Waiting for a Sign About Interest Rates at Jackson Hole

By Erika Morphy via Globe St

 

WASHINGTON, DC—Construction costs are rising. We know that. What we don’t know is what will happen with interest rates. So before we can answer the question posed yesterday—which is worse, rising rates or rising construction costs?—we need to nail down somewhat a timeline about when rates will start to rise before we can compare that scenario to construction costs that are rapidly becoming downright frightening. A query to the Federal Reserve Bank, we suspect, would be a waste of time. The next best option is to ask people on the ground, grappling with this issue every day as they make decisions about development, acquisition, dispositions and refinancing. So we did.

For the most part, people believe what Janet Yellen, the chair of the Fed, has been saying: later rather than sooner and less rather than more.

Kevin White, director of Acquisitions of Virtus Real Estate Capital, for example, doesn’t believe the Fed is going to raise interest rates this year, “but I do think that at least one rate hike is eminent in 2015 if the economy continues to track similar to its current trajectory,” he tells GlobeSt.com.

Ditto Dean Pappas, a partner in Goodwin’s Real Estate Capital Markets Group. He tells GlobeSt.com that he cannot imagine the Fed raising rates this year “or anytime soon.” “The markets, both real estate and stock, would almost certainly collapse with any significant increase in interest rates,” he says.

Ditto, in fact, just about everyone we queried.

Lawrence Goldstein, senior vice president at NAI Hunneman, a commercial real estate brokerage firm based in Boston notes that the Fed will almost certainly scaling back its monthly purchases of Treasuries, and for the time being that will be it main liquidity play.

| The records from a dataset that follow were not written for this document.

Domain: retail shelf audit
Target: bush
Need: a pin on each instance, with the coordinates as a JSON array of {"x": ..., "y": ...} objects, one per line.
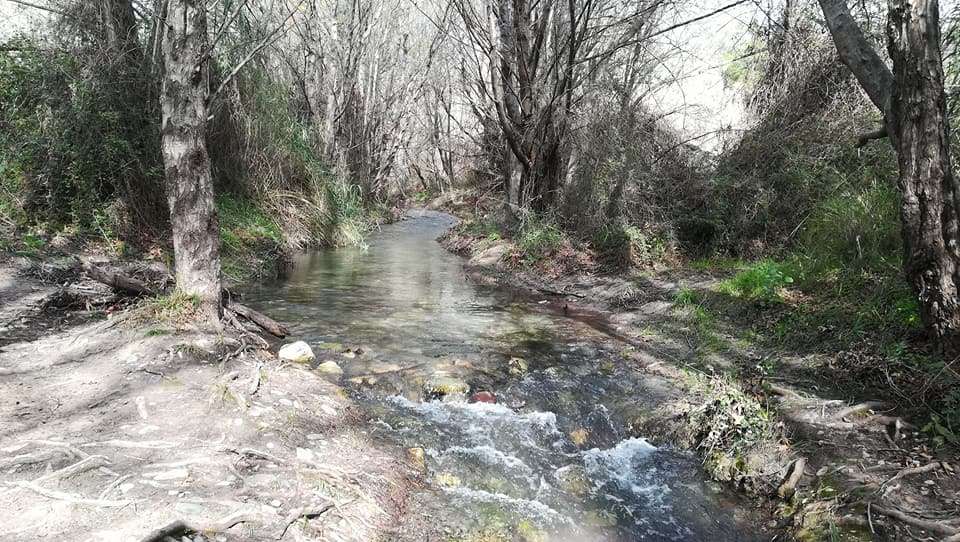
[
  {"x": 260, "y": 151},
  {"x": 762, "y": 281},
  {"x": 72, "y": 140},
  {"x": 855, "y": 231},
  {"x": 538, "y": 239}
]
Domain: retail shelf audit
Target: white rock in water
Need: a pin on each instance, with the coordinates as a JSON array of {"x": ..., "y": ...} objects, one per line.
[{"x": 298, "y": 352}]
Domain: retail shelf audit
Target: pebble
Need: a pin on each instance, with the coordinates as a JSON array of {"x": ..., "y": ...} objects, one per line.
[
  {"x": 304, "y": 454},
  {"x": 174, "y": 474}
]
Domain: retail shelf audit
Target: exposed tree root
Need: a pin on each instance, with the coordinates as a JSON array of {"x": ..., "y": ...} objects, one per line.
[
  {"x": 113, "y": 485},
  {"x": 915, "y": 470},
  {"x": 182, "y": 528},
  {"x": 925, "y": 524},
  {"x": 143, "y": 445},
  {"x": 302, "y": 512}
]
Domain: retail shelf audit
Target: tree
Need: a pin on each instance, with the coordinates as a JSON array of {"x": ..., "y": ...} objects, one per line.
[
  {"x": 913, "y": 102},
  {"x": 189, "y": 184}
]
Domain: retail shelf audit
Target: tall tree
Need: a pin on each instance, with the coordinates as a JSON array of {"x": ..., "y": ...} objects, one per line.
[
  {"x": 183, "y": 100},
  {"x": 913, "y": 103}
]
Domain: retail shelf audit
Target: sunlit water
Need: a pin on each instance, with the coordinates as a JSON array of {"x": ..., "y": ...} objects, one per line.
[{"x": 554, "y": 453}]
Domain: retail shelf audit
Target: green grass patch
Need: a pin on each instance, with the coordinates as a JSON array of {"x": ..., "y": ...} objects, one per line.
[
  {"x": 763, "y": 281},
  {"x": 249, "y": 238},
  {"x": 538, "y": 239},
  {"x": 174, "y": 308}
]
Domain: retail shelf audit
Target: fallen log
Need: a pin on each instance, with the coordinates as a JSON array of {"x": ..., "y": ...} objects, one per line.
[
  {"x": 936, "y": 527},
  {"x": 269, "y": 324},
  {"x": 115, "y": 280},
  {"x": 182, "y": 528},
  {"x": 129, "y": 285},
  {"x": 789, "y": 485}
]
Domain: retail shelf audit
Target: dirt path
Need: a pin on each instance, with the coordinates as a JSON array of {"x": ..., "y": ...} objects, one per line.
[{"x": 112, "y": 429}]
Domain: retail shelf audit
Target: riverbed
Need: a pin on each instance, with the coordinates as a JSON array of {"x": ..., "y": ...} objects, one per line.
[{"x": 549, "y": 450}]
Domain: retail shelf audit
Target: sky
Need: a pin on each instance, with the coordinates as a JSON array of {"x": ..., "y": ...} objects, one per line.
[
  {"x": 706, "y": 104},
  {"x": 703, "y": 102}
]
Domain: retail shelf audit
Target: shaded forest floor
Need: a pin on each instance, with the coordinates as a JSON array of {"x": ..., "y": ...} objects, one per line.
[
  {"x": 780, "y": 402},
  {"x": 119, "y": 418}
]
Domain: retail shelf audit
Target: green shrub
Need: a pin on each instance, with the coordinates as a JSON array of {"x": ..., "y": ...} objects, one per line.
[
  {"x": 72, "y": 140},
  {"x": 623, "y": 246},
  {"x": 538, "y": 239},
  {"x": 762, "y": 281},
  {"x": 855, "y": 231}
]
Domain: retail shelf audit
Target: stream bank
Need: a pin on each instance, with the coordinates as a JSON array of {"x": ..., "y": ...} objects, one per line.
[
  {"x": 774, "y": 423},
  {"x": 120, "y": 419}
]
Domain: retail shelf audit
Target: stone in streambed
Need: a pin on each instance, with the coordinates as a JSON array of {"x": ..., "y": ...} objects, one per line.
[
  {"x": 517, "y": 366},
  {"x": 418, "y": 458},
  {"x": 483, "y": 397},
  {"x": 330, "y": 368},
  {"x": 573, "y": 479},
  {"x": 297, "y": 352},
  {"x": 444, "y": 386}
]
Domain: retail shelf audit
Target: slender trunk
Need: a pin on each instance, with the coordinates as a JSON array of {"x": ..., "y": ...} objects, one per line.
[
  {"x": 196, "y": 241},
  {"x": 918, "y": 124}
]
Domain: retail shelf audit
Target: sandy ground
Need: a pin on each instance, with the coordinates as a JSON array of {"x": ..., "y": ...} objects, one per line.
[{"x": 114, "y": 428}]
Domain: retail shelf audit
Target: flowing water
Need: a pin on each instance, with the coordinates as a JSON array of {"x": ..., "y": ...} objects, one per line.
[{"x": 554, "y": 454}]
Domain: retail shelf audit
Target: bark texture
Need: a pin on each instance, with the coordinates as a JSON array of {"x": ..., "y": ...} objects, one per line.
[
  {"x": 918, "y": 117},
  {"x": 913, "y": 102},
  {"x": 196, "y": 241}
]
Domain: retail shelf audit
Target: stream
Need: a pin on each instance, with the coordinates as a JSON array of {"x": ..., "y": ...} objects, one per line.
[{"x": 553, "y": 456}]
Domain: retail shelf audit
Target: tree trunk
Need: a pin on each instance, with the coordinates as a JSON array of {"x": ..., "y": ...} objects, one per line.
[
  {"x": 918, "y": 123},
  {"x": 196, "y": 241},
  {"x": 913, "y": 102}
]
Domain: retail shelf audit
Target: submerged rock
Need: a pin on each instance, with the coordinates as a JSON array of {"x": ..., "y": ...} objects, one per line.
[
  {"x": 518, "y": 366},
  {"x": 440, "y": 387},
  {"x": 418, "y": 458},
  {"x": 330, "y": 368},
  {"x": 297, "y": 352},
  {"x": 483, "y": 397},
  {"x": 573, "y": 479}
]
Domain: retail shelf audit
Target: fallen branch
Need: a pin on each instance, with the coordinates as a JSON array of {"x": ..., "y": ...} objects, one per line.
[
  {"x": 180, "y": 528},
  {"x": 789, "y": 486},
  {"x": 144, "y": 445},
  {"x": 257, "y": 377},
  {"x": 113, "y": 485},
  {"x": 557, "y": 293},
  {"x": 257, "y": 454},
  {"x": 858, "y": 408},
  {"x": 915, "y": 470},
  {"x": 59, "y": 448},
  {"x": 302, "y": 512},
  {"x": 879, "y": 133},
  {"x": 782, "y": 391},
  {"x": 85, "y": 464},
  {"x": 61, "y": 496},
  {"x": 925, "y": 524},
  {"x": 268, "y": 324},
  {"x": 117, "y": 281}
]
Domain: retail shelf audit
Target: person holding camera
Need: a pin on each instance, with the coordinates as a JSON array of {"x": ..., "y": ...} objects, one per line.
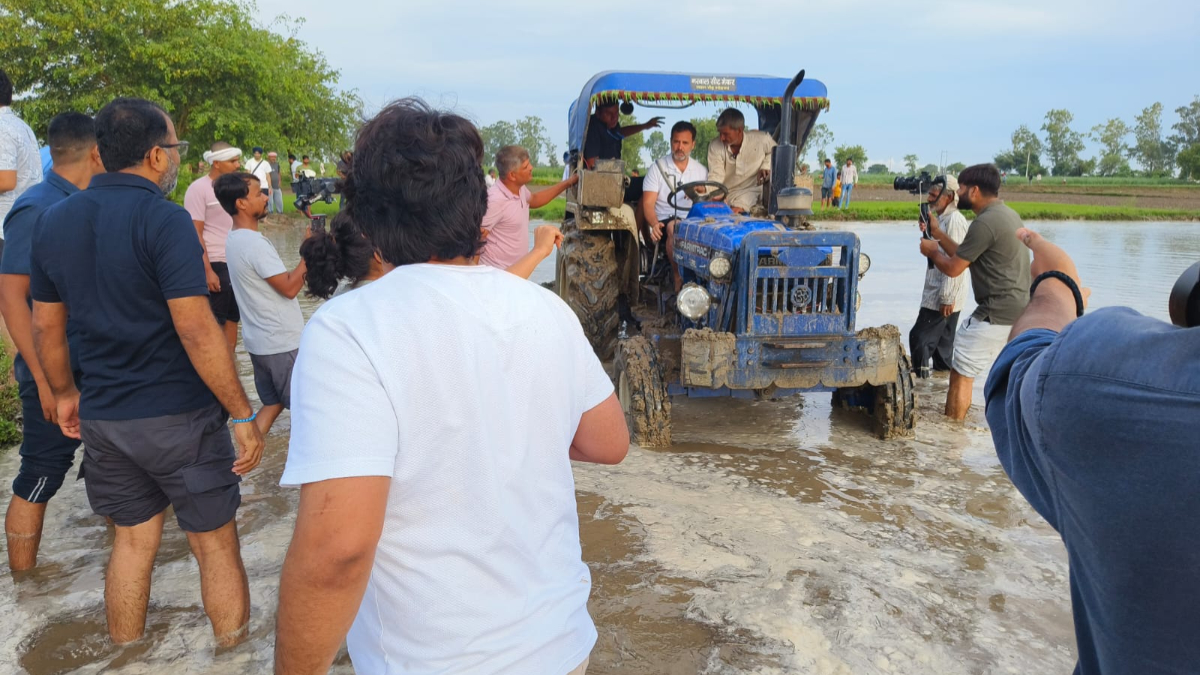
[
  {"x": 273, "y": 321},
  {"x": 213, "y": 226},
  {"x": 1093, "y": 419},
  {"x": 931, "y": 339},
  {"x": 1000, "y": 278}
]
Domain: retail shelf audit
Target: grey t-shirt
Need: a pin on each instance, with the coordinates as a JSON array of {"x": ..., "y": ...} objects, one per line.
[
  {"x": 1000, "y": 264},
  {"x": 270, "y": 323}
]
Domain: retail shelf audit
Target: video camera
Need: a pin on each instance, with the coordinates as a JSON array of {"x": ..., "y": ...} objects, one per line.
[
  {"x": 310, "y": 190},
  {"x": 913, "y": 184}
]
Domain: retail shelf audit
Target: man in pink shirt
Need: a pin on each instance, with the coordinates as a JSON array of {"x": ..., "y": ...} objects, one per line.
[
  {"x": 213, "y": 226},
  {"x": 507, "y": 222}
]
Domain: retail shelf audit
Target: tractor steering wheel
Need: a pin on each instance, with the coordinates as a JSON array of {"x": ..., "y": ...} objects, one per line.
[{"x": 689, "y": 189}]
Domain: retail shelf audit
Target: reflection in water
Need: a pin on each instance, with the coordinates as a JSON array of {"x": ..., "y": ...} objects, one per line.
[{"x": 774, "y": 537}]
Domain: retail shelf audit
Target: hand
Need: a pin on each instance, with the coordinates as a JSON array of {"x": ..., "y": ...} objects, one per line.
[
  {"x": 69, "y": 413},
  {"x": 213, "y": 280},
  {"x": 49, "y": 405},
  {"x": 546, "y": 238},
  {"x": 250, "y": 447},
  {"x": 1048, "y": 257}
]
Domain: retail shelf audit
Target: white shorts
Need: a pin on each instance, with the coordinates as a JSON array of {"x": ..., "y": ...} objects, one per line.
[{"x": 977, "y": 345}]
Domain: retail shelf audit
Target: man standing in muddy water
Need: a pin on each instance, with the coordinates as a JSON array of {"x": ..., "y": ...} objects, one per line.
[
  {"x": 46, "y": 453},
  {"x": 438, "y": 529},
  {"x": 1000, "y": 278},
  {"x": 156, "y": 370},
  {"x": 1095, "y": 420}
]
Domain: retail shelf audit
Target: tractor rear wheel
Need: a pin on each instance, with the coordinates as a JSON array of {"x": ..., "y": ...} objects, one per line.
[
  {"x": 588, "y": 281},
  {"x": 892, "y": 406},
  {"x": 895, "y": 404},
  {"x": 642, "y": 392}
]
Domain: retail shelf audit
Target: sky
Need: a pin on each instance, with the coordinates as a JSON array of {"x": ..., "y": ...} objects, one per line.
[{"x": 947, "y": 81}]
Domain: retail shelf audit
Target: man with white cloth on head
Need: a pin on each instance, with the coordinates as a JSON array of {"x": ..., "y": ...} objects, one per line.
[
  {"x": 739, "y": 160},
  {"x": 665, "y": 175}
]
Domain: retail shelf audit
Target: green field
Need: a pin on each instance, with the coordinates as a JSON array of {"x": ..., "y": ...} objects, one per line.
[{"x": 907, "y": 211}]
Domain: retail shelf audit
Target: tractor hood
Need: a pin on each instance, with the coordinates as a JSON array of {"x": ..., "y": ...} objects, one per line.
[{"x": 712, "y": 228}]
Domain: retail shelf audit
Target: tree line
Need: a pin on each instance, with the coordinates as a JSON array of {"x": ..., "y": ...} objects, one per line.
[
  {"x": 205, "y": 61},
  {"x": 1145, "y": 142}
]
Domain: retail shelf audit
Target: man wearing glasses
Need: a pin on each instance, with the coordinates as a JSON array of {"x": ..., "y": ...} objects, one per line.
[
  {"x": 1000, "y": 278},
  {"x": 157, "y": 376},
  {"x": 931, "y": 339}
]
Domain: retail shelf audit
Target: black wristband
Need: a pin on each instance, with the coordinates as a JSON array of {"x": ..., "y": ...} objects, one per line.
[{"x": 1066, "y": 279}]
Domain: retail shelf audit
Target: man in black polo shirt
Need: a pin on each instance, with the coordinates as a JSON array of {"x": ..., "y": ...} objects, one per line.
[
  {"x": 127, "y": 266},
  {"x": 46, "y": 453}
]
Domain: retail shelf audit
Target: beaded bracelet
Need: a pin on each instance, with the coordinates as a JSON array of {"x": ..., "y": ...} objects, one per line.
[{"x": 1071, "y": 284}]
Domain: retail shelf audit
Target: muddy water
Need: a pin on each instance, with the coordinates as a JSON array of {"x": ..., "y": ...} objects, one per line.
[{"x": 774, "y": 537}]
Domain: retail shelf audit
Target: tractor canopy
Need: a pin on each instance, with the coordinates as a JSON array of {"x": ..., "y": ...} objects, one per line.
[{"x": 683, "y": 90}]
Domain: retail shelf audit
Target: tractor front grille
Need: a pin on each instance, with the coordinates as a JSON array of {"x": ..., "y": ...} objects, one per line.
[{"x": 785, "y": 296}]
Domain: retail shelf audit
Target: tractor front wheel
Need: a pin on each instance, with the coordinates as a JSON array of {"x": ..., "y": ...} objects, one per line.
[
  {"x": 642, "y": 392},
  {"x": 892, "y": 406}
]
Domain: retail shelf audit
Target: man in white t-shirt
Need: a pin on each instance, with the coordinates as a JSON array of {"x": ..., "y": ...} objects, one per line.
[
  {"x": 267, "y": 294},
  {"x": 435, "y": 416},
  {"x": 664, "y": 177}
]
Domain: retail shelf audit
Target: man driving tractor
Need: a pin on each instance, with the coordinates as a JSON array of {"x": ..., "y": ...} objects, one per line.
[{"x": 741, "y": 160}]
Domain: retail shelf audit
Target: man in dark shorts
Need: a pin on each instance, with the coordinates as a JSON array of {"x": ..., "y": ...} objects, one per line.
[
  {"x": 1093, "y": 418},
  {"x": 156, "y": 370},
  {"x": 46, "y": 453},
  {"x": 213, "y": 226},
  {"x": 268, "y": 291}
]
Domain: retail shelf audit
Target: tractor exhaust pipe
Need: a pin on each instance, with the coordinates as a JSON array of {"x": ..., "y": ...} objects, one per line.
[{"x": 786, "y": 202}]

“They will not raise interest rates until there is no longer the need for them to buy Treasuries, thus reducing the current stimulus to zero,” Hunneman tells GlobeSt.com. “Once this has been achieved we will see the rate increased slowly within the following six months, that rate will continue to rise as the economy grows, and not a minute sooner. This will be done so that they will not cause upward pressure on incomes, or allow the economy to “overheat” which would be the impetus for inflation.”